The crush of detail reps all trying to break into the physician office has been causing headaches for some time. Not only for the poor office staff but also for their pharma company CFOs. Although Pfizer’s success in the past decade has been based mainly on expanding its field sales force, the truth is that detail reps rarely get more than one or two actual presentations in to doctors per day. Most of their time is spent sitting in the waiting room, and hence the need to deliver cookies, tickets to sporting events, dinners and other
bribes knowledge-enhancing opportunities to physicians. Now that PhRMA and the AMA have "agreed" to new guidelines restricting what a detail rep can give to a doc, the physician’s incentive to see the rep has declined even further.
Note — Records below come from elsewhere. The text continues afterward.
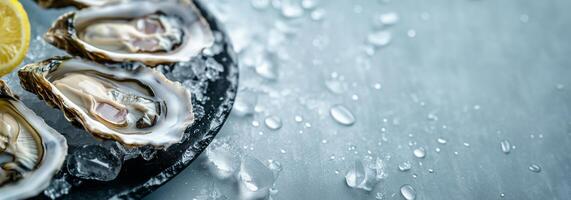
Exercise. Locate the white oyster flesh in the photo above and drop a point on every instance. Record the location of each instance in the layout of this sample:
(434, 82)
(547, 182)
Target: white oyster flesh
(30, 151)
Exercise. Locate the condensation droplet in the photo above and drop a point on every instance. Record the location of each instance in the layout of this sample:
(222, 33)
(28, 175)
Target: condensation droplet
(419, 152)
(342, 115)
(534, 168)
(408, 192)
(505, 146)
(273, 122)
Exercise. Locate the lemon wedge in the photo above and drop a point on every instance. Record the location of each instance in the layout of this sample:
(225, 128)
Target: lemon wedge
(14, 35)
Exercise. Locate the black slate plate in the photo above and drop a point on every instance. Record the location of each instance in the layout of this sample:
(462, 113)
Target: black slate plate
(139, 177)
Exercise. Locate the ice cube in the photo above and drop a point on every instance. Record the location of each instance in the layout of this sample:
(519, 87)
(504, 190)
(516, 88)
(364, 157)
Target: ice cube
(94, 162)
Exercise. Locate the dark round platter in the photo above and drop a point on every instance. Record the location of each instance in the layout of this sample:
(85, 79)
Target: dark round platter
(139, 177)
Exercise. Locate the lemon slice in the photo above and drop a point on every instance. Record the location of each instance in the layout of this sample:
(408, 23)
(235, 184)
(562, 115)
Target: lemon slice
(14, 35)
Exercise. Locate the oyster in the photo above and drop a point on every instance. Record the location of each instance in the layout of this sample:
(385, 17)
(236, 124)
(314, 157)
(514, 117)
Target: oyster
(31, 152)
(151, 32)
(75, 3)
(130, 103)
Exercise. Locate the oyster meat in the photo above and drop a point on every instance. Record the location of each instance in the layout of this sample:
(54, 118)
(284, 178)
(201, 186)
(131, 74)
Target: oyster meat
(151, 32)
(75, 3)
(31, 152)
(130, 103)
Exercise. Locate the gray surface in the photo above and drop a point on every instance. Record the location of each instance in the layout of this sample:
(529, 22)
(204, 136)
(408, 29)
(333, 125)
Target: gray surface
(468, 54)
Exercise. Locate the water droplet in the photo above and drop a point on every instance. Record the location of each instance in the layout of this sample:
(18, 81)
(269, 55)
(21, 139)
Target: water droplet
(505, 146)
(419, 152)
(342, 115)
(379, 38)
(361, 177)
(408, 192)
(255, 123)
(273, 122)
(534, 168)
(405, 166)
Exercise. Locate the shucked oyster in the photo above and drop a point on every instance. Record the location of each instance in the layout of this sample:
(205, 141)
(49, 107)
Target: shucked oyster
(151, 32)
(76, 3)
(132, 104)
(31, 152)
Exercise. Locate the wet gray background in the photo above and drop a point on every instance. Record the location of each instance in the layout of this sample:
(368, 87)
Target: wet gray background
(510, 58)
(484, 71)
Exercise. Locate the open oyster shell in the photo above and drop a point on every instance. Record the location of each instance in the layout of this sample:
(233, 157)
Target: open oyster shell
(130, 103)
(31, 152)
(75, 3)
(151, 32)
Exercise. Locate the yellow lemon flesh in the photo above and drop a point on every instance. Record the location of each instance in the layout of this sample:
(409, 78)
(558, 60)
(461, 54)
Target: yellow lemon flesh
(14, 35)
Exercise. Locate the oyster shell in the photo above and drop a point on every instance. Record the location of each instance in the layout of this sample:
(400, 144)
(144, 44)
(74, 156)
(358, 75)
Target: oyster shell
(130, 103)
(75, 3)
(151, 32)
(31, 152)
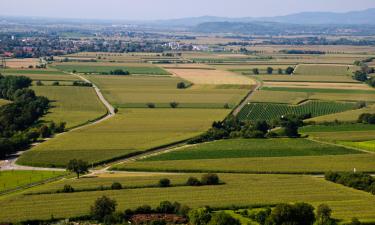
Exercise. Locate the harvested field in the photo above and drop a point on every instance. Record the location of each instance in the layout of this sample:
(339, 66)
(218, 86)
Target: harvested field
(319, 85)
(240, 189)
(130, 131)
(213, 77)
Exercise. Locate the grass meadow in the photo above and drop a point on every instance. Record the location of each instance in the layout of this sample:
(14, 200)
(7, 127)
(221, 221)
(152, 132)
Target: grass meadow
(240, 189)
(73, 105)
(13, 179)
(249, 148)
(130, 131)
(137, 91)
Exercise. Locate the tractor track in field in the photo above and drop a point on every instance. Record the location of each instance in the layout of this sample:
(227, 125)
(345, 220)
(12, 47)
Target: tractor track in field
(10, 164)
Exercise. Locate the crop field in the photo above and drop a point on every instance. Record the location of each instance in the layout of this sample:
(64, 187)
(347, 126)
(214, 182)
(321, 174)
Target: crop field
(73, 105)
(213, 77)
(240, 189)
(43, 75)
(366, 145)
(347, 116)
(319, 85)
(100, 68)
(269, 111)
(13, 179)
(292, 165)
(248, 148)
(130, 131)
(323, 70)
(137, 91)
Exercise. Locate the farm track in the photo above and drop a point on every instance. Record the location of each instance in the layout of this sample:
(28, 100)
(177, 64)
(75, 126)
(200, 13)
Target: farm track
(11, 163)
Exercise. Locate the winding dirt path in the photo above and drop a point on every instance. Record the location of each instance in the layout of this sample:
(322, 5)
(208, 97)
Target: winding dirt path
(10, 164)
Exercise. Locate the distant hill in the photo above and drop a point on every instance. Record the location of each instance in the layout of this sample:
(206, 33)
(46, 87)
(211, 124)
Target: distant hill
(304, 18)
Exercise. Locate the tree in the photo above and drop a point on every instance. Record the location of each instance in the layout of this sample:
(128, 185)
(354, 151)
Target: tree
(210, 179)
(289, 70)
(164, 182)
(223, 218)
(193, 181)
(200, 216)
(103, 207)
(78, 167)
(174, 104)
(360, 76)
(323, 215)
(269, 70)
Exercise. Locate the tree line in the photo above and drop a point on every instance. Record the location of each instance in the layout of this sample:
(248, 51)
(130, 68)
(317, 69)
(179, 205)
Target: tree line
(232, 127)
(19, 119)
Meanwhile eDetailing may provide some answer to getting the message out. (For much more information on the eDetailing market see here) Manhattan Research reported recently that (some fraction of) 49% of doctors were likely to use eDetailing. (Note: I don’t have the full numbers, so I’m extrapolating somewhat vaguely here).
The problem has been getting some technology that’s easy and convenient in front of the docs. Companies like iPhysiciannet and RxCentric have taken a high bandwidth approach, including sometimes actually putting IDSN lines and computers in physicians offices. But they have often required an actual appointment time, which is a pain in the rear and an actual cost for a busy doc. And, of course, it’s pretty expensive.
On interesting new approach for eDetailing is a tool called Av-Mail. This allows a pharma co to send an email to a doc. At a time and place of their choosing, physicians can click on a link on the email, and view a relatively short combined powerpoint/voice-over presentation. Click here to see what it’s like. Something like this might be a reasonable answer to getting in front of docs at very a low cost. How effective it is in increasing script writing I don’t know, but I suspect it’s not as much fun as a free trip to Hawaii.